I hate to admit it, but I’m going to cheat here. I’ve been blogging for almost eight years at my own site, and while I decided I wasn’t going to take my posts here and re-post them wholesale at my blog, I didn’t expect to be faced with the temptation to do the opposite.
However, shortly after I started my blog in 2004, I sat through a most excellent sermon on the Mark 6/Matthew 14 “walking on water” incident, and wrote about what I learned in some detail. When trying to decide what to write about today’s passage, I honestly felt that I couldn’t improve on that — and while most of you wouldn’t know it was a re-print, I would feel a bit guilty if I didn’t ‘fess up.
So here we have it. Re-reading these notes, I’m still learning from this today.
Mark 6:45-49 (NLT)
Immediately after this…
* Note that this happened right after Jesus fed the 5,000. The disciples had just seen Jesus do an amazing creative miracle. If it happened with us today, wouldn’t we want to take some time (a week or two, even) to bask in that, and marvel at it? But Jesus didn’t let them sit around and dwell on the past – He directed them to move on right away to the next thing He wanted to do.
… Jesus made his disciples get back into the boat and head out across the lake to Bethsaida, while he sent the people home. Afterward he went up into the hills by himself to pray. During the night, the disciples were in their boat out in the middle of the lake, and Jesus was alone on land. He saw that they were in serious trouble, rowing hard and struggling against the wind and waves.

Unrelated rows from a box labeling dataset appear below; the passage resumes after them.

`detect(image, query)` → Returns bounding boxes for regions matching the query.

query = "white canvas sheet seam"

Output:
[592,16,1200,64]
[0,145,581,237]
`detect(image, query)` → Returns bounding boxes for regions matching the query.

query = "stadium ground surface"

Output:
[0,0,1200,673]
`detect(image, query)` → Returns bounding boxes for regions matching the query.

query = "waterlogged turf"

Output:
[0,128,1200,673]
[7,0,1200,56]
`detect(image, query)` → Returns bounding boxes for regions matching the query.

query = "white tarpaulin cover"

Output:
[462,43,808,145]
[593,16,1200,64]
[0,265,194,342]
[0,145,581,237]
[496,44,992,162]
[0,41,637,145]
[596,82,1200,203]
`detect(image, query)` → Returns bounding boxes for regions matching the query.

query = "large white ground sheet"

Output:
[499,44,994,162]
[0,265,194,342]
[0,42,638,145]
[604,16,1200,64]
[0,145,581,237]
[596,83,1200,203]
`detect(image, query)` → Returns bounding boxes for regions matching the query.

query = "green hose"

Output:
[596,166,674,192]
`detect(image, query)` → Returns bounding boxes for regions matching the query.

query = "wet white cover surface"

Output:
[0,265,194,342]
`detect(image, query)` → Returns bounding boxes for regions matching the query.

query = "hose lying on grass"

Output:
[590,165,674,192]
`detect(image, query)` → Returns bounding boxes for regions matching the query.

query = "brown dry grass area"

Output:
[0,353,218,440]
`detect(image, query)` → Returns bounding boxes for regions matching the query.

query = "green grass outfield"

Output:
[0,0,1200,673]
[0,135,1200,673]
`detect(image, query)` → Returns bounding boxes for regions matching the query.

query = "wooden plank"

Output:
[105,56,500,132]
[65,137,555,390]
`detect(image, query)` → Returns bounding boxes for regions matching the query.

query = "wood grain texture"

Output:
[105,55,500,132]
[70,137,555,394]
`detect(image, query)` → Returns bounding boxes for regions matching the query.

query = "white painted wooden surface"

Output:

* He told the disciples to get in the boat and cross the lake. Do you think He didn’t know there was going to be a storm and they weren’t going to make it across? Of course He did. Sometimes when we are obedient to God, we still have to face the storms – and sometimes He sets us up to hit those storms and maybe even not be able to accomplish what God asked us to do. It’s always for His purposes.
About three o’clock in the morning he came to them, walking on the water. He started to go past them…
* Did you catch the fact that Jesus was about to walk right by the disciples in their boat?
… but when they saw him walking on the water, they screamed in terror, thinking he was a ghost.
* Not only was Jesus about to walk by, He was walking so far away that the disciples couldn’t even tell it was Him. They thought He was a ghost. Sometimes when we’re in the middle of our storms, He’s there, but He doesn’t look like we expect Him to and He doesn’t show up where we expect Him to. We need to look harder.
* Notice that the disciples were terrified. Jesus set them up for this experience, and it made them fearful. Sometimes when we’re obedient to God, He will set us up for experiences that will bring our fears to the surface – so they can be dealt with and we can get past them.
Matthew 14:27 – 32 (NLT)
But Jesus spoke to them at once. “It’s all right,” he said. “I am here! Don’t be afraid.” Then Peter called to him, “Lord, if it’s really you, tell me to come to you by walking on water.” “All right, come,” Jesus said. So Peter went over the side of the boat and walked on the water toward Jesus.
* Peter was the only one who got it. Everyone else was hoping Jesus would come get in the boat with them and stop the storm like He did before. What Jesus wanted was for all of them to get out of the boat in the middle of their storm and come to where He was. He wanted them to leave behind the “usual” way of doing things, and to come to the new thing He was doing and trust Him to make it work.
But when he looked around at the high waves, he was terrified and began to sink. “Save me, Lord!” he shouted. Instantly Jesus reached out his hand and grabbed him. “You don’t have much faith,” Jesus said. “Why did you doubt me?” Or, in the NKJV: “O you of little faith, why did you doubt?” And when they climbed back into the boat, the wind stopped.
* A lot of people give Peter flak for lack of faith when he started to sink. If Jesus was far enough away for them not to recognize Him, but by the time Peter started to sink He was close enough to get to Peter IMMEDIATELY, doesn’t it seem likely that Peter got farther than we gave him credit for? If Jesus was 100 yards away from the boat, Peter walked something like 95 yards on the water. That’s pretty awesome. So when Jesus called him “you of little faith,” it wasn’t a harsh rebuke. Peter was the only one who had any faith to get out of the boat in the first place. It was more like “you’ve got a little faith, but we’re going to work on that and make it a big faith.”
* And later, when Jesus asked who men said that He was… did ya notice that Peter, the water-walker, was the only one who got it right? You are the Christ, the son of the living God.